Heinrich Schnitger died in 1964, before the global spread of his invention, due to an accident while swimming in a mountain lake in Upper Bavaria.

==Importance of his invention==

The Micropipette developed by Heinrich Schnitger, which is often referred to as "Eppendorf pipette" in laboratory usage, counts today in various designs as standard almost every biomedical laboratories. For biologists, biochemists, biology laboratory technicians, medical-technical assistants and similar professions handling of these devices is an integral part of education and often a daily part of their work. For manual dosing of small volumes in the field of biomedical research, clinical chemistry, and the environmental and food analysis micropipettes have almost completely replaced other methods due to their ease of use and its precision.

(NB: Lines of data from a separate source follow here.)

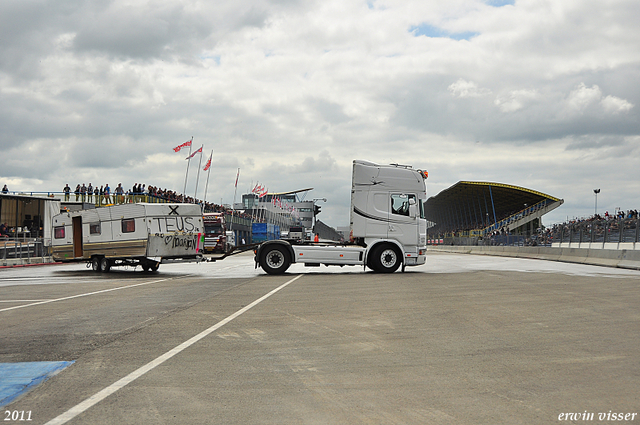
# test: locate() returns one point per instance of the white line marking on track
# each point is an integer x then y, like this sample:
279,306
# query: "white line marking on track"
20,301
106,392
82,295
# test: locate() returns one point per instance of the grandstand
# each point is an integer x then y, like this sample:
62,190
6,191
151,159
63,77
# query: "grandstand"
469,212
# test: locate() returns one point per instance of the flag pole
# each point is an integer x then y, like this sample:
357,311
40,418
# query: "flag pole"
206,187
195,195
184,192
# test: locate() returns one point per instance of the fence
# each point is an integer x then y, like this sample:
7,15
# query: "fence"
605,233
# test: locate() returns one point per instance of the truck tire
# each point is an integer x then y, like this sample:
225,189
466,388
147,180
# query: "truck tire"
386,259
275,259
105,264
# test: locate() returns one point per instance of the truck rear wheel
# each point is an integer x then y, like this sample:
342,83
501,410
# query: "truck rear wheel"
386,259
275,260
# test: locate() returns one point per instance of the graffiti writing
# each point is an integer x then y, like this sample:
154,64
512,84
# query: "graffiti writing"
175,224
188,242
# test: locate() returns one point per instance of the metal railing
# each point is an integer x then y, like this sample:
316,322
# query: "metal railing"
598,232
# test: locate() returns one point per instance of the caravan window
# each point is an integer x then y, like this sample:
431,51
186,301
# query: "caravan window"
58,232
128,225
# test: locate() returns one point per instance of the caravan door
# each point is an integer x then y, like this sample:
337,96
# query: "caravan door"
77,237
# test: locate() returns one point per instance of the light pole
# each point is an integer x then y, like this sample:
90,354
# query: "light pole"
316,211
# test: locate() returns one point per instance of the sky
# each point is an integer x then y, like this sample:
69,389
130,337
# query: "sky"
542,94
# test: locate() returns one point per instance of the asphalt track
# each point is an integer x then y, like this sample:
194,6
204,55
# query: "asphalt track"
462,340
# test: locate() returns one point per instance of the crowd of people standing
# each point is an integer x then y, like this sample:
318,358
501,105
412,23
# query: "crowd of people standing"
104,195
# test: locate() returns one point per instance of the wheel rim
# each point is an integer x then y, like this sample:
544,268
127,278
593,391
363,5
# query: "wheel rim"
275,259
388,258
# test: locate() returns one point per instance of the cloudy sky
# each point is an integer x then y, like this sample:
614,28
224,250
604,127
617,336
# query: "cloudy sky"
543,94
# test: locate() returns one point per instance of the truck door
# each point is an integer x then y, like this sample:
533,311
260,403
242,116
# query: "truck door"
403,219
77,237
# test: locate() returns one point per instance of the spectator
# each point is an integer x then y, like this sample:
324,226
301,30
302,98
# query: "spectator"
119,194
107,192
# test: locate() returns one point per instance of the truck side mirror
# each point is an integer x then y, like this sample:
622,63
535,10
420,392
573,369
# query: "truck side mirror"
413,210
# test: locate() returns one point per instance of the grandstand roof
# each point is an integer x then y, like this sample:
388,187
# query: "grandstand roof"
469,204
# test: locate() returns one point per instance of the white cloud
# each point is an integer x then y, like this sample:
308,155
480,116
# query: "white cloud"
615,105
516,100
463,88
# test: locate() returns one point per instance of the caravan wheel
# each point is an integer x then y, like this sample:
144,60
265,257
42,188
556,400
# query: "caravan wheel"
275,260
386,259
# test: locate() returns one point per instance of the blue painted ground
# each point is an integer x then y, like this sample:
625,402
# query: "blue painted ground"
18,378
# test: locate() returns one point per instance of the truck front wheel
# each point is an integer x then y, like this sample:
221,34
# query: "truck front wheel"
386,259
275,260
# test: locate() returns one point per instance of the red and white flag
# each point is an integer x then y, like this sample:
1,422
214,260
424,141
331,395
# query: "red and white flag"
194,154
184,145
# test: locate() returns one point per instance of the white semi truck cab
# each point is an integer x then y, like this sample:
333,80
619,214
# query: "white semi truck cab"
388,227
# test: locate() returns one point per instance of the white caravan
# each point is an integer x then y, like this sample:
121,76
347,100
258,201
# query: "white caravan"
388,227
129,235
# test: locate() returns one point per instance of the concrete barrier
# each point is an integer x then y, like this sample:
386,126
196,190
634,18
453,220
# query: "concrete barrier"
17,262
622,258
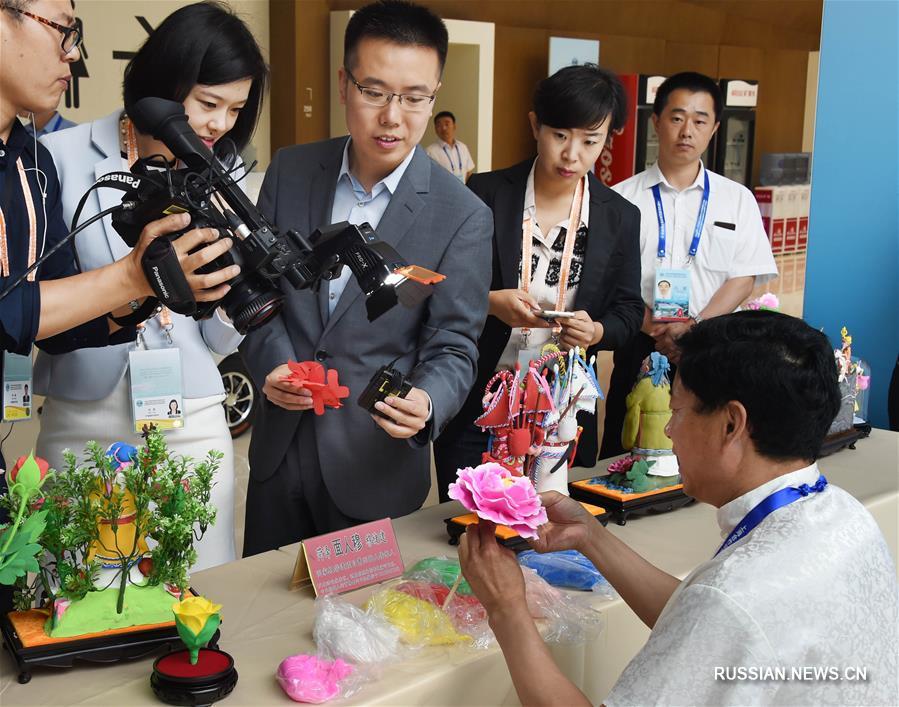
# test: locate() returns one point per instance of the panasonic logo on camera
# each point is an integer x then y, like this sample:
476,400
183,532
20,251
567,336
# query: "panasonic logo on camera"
132,182
165,292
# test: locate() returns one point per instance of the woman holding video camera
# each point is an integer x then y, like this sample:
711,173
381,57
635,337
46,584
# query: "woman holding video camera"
566,252
204,57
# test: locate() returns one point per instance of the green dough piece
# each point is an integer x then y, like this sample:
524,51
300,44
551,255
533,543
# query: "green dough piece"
439,569
97,611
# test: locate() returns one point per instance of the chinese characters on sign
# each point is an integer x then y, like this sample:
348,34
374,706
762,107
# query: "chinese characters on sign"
352,558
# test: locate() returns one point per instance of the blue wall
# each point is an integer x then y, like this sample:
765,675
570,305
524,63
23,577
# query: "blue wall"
852,276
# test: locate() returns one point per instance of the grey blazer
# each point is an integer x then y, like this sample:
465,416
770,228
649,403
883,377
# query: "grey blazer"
83,154
433,221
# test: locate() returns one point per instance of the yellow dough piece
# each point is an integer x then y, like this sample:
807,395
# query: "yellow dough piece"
419,621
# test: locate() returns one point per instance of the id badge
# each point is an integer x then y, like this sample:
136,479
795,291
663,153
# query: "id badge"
156,391
671,301
17,387
527,352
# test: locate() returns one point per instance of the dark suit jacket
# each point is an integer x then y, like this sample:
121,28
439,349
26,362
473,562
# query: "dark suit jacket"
433,221
609,290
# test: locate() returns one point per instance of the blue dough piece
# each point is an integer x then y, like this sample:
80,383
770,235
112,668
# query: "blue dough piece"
567,568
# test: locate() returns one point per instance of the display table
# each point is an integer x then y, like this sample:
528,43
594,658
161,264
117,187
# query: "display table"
263,622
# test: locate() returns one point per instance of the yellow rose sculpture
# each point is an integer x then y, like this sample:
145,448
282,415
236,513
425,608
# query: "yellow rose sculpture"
197,619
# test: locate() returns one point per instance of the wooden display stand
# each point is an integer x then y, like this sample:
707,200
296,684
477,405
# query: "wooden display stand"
623,505
505,535
841,440
29,645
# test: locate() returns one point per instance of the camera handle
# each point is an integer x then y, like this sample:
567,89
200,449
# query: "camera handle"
164,273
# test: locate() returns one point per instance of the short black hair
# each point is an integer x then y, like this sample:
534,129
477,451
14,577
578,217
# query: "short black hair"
204,43
397,21
694,83
778,367
581,96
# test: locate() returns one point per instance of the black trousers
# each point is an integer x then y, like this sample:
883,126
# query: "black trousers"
294,502
627,361
456,451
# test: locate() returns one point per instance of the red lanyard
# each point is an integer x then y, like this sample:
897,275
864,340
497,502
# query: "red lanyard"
32,228
527,246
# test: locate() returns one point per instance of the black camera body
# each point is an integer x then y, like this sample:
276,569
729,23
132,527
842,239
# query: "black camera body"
267,257
386,382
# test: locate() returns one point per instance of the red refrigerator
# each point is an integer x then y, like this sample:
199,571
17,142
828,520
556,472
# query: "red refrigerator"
735,139
636,146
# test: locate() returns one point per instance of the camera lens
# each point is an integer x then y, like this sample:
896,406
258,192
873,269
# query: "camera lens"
251,302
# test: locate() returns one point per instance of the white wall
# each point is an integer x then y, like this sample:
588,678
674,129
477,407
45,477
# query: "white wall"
111,26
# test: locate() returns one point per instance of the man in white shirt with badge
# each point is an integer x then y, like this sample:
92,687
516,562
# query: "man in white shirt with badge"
451,154
799,601
700,232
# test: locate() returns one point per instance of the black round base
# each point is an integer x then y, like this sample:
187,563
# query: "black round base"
210,681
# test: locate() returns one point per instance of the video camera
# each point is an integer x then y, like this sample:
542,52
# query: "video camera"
206,189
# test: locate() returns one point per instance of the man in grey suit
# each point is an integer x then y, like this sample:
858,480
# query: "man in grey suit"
314,474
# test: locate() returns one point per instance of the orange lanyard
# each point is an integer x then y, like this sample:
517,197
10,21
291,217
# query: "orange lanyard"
129,140
129,147
32,228
527,246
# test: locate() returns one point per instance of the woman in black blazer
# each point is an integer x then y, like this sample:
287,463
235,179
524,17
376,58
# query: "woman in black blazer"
574,111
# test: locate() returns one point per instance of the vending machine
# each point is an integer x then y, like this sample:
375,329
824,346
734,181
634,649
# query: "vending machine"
636,146
735,138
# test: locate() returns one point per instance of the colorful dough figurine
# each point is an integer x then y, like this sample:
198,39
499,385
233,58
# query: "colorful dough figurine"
651,465
532,416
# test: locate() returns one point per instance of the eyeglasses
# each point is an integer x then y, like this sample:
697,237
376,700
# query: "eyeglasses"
71,36
412,102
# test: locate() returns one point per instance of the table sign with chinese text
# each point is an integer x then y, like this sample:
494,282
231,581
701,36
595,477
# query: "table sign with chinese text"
349,559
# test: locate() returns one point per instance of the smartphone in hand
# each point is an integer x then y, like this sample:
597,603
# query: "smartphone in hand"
551,315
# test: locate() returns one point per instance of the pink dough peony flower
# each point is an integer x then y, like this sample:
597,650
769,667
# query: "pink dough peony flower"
308,678
491,491
767,301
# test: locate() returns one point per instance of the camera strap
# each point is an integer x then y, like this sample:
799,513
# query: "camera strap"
139,314
32,228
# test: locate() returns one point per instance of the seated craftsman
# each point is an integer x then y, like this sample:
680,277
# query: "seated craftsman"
803,583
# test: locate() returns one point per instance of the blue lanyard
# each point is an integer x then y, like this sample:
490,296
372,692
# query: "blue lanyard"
458,155
700,219
776,500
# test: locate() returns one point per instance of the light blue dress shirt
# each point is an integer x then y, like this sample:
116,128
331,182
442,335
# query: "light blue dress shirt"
352,203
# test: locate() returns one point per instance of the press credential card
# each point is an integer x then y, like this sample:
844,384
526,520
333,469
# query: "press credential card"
16,387
156,391
672,296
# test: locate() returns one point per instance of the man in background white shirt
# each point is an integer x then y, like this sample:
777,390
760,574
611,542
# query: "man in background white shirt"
802,594
451,154
732,252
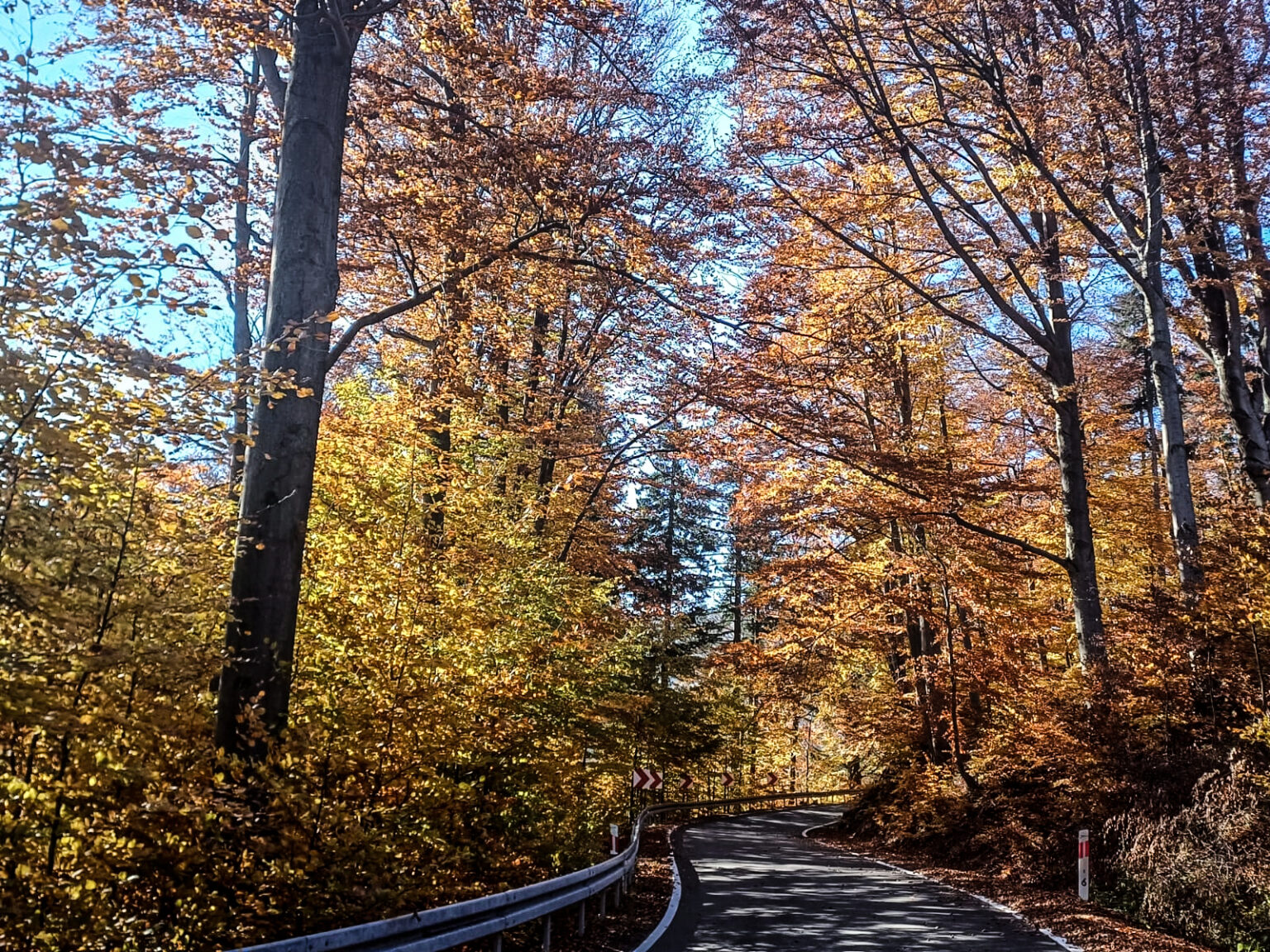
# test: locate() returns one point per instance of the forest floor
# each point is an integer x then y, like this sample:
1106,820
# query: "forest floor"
621,931
1082,924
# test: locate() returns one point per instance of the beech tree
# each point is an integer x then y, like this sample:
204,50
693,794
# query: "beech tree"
976,243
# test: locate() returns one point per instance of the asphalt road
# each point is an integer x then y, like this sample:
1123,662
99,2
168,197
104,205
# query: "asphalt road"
752,883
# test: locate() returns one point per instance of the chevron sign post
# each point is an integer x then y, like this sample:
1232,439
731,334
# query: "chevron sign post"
646,779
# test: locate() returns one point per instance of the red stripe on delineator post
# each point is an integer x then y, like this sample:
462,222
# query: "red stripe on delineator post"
1082,864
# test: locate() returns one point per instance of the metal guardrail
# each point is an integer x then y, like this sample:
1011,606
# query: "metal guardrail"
447,927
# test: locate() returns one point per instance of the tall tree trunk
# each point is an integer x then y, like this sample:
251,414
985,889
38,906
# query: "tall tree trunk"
1070,435
1215,289
241,286
1182,506
279,475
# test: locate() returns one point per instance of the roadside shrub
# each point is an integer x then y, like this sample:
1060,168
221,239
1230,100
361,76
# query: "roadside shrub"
1204,871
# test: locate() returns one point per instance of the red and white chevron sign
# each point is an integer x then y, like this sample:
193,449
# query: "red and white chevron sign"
646,779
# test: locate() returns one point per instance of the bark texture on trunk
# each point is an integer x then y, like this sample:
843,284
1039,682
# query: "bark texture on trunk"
279,474
1182,506
1081,563
241,286
1070,436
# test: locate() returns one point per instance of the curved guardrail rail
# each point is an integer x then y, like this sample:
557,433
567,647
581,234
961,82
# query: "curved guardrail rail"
447,927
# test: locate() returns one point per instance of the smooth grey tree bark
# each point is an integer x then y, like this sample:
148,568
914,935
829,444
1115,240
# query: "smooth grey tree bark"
279,470
1151,282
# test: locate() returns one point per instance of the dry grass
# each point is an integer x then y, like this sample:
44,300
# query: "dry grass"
1080,923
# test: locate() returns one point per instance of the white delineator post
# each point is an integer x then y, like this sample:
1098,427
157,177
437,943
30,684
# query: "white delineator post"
1082,864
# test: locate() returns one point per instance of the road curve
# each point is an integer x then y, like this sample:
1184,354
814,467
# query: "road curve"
752,883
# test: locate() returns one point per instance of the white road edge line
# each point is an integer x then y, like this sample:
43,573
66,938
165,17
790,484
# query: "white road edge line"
673,907
992,904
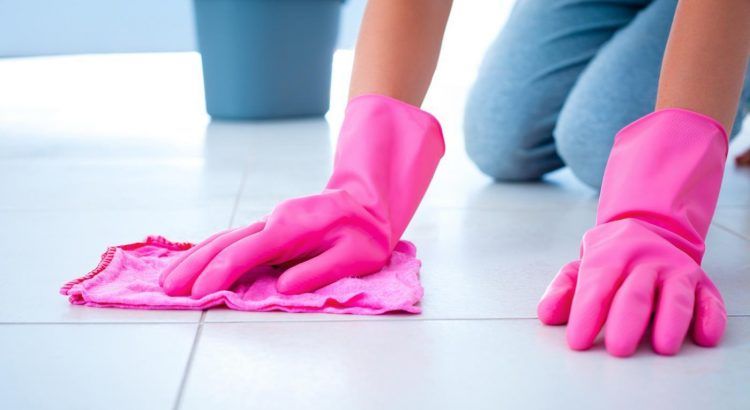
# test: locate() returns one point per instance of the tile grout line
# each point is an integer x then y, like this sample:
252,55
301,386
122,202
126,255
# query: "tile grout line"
203,322
189,364
238,197
731,231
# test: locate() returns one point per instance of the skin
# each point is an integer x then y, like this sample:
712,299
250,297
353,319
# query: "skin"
398,48
702,70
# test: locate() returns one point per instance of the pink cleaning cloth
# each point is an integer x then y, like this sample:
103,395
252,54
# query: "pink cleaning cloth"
128,277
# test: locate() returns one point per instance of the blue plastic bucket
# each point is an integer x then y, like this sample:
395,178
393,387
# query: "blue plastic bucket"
266,58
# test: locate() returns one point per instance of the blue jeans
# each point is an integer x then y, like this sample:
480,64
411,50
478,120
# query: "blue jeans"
562,78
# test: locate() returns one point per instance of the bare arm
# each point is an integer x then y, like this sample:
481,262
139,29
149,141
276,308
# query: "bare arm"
706,57
398,47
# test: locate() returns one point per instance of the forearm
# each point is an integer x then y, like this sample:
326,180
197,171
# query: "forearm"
706,57
398,47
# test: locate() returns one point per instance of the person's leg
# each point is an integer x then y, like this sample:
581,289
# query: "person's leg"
618,87
526,76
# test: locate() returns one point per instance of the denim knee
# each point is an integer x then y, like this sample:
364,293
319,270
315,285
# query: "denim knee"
505,143
584,143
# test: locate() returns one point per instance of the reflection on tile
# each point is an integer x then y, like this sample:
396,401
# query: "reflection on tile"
474,364
92,366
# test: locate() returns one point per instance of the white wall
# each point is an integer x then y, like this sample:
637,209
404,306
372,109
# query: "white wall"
39,27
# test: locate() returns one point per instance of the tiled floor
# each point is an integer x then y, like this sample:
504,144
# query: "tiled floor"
96,150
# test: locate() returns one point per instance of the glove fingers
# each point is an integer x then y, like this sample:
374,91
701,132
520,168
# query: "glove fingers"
594,292
168,270
335,263
180,280
630,312
233,261
554,307
710,315
673,313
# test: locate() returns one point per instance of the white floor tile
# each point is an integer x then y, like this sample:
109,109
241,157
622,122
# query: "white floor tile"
78,184
92,366
496,264
41,250
734,219
452,364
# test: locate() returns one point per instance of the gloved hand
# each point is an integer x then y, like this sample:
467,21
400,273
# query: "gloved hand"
386,156
643,256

The main contribution of Eppendorf, by the commercial success of the piston stroke was the development of interchangeable pipette tips made of polyethylene and polypropylene . From the American Gilson, attributed by Schnitger's invention in the early years of little importance, came in the early 1970s, the first piston pipettes with variably adjustable pipetting on the market, currently represent the most commonly used form. Further, based on the developed by Heinrich Schnitger basic principle variants are called multi-channel pipettes for simultaneous dosing over eight or twelve channels and pipettes with electronic adjustment and control of dosage.